Posted February 25th, 2013 by
Category: Repair and reparations Tags: , , ,

Ray Winbush, Should America Pay? Slavery and the Raging Debate on Reparations (2003)Today is Reparations Awareness Day, a day that has been designated for more than a decade to promote reparations for slavery in the United States.

What do you think? Should reparations be offered for the nation’s history of slavery and racial discrimination? Why or why not?

Background

February 25 was originally designated as Reparations Awareness Day by N’COBRA, the National Coalition of Blacks for Reparations in America, following a series of demonstrations organized by the group in the early 1990s. The occasion has since been formally recognized by a variety of organizations, including the New York City Council, churches, and institutions of higher education.

Reparations for slavery have traditionally been understood as financial payments to the descendants of those enslaved in the United States, as compensation for the injustice and suffering endured by their ancestors. However, this is not how most reparations advocates think about the issue today, and there have been a variety of books, articles, and conferences devoted to exploring the subject in greater detail; see, for instance, Ray Winbush’s Should America Pay? Slavery and the Raging Debate on Reparations (2003).

N’COBRA calls for reparations for the transatlantic slave trade, for slavery , for the Jim Crow era, and for the ways in which individual and institutional forms of racial discrimination and inequality persist in the United States today.

Following this understanding of reparations, N’COBRA seeks compensation for all those of African descent in the United States today, not just those whose ancestors were enslaved, in recognition of the ways in which all black Americans suffer discrimination and unequal opportunities to this day.

Interestingly, N’COBRA focuses on the effort to obtain reparations from governments and from corporations which have played a role in slavery and racial discrimination, but also calls for reparations from religious institutions, individuals, and families—including, presumably, our own DeWolf family—which have directly benefited from slavery.

Finally, N’COBRA calls for reparations to take a variety of forms, as necessary to address past and present harms. N’COBRA explains these forms of reparations as follows:

The material forms of reparations include cash payments, land, economic development, and repatriation resources particularly to those who are descendants of enslaved Africans.
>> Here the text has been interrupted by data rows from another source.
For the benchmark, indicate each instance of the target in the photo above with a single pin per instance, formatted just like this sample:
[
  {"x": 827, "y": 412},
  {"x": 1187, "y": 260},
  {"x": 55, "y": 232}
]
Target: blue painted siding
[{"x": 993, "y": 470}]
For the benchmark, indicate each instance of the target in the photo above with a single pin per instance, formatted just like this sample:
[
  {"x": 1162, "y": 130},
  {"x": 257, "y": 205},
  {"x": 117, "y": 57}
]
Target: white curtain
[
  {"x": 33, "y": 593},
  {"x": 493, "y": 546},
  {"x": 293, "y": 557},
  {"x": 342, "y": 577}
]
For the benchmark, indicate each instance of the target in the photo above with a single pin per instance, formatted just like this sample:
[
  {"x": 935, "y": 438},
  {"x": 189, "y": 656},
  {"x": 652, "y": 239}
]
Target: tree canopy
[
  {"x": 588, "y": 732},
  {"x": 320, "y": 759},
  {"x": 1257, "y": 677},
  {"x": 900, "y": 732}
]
Other forms of reparations for Black people of African descent include funds for scholarships and community development; creation of multi-media depictions of the history of Black people of African descent and textbooks for educational institutions that tell the story from the African descendants’ perspective; development of historical monuments and museums; the return of artifacts and art to appropriate people or institutions; exoneration of political prisoners; and, the elimination of laws and practices that maintain dual systems in the major areas of life including the punishment system, health, education and the financial/economic system. The forms of reparations received should improve the lives of African descendents in the United States for future generations to come; foster economic, social and political parity; and allow for full rights of self-determination.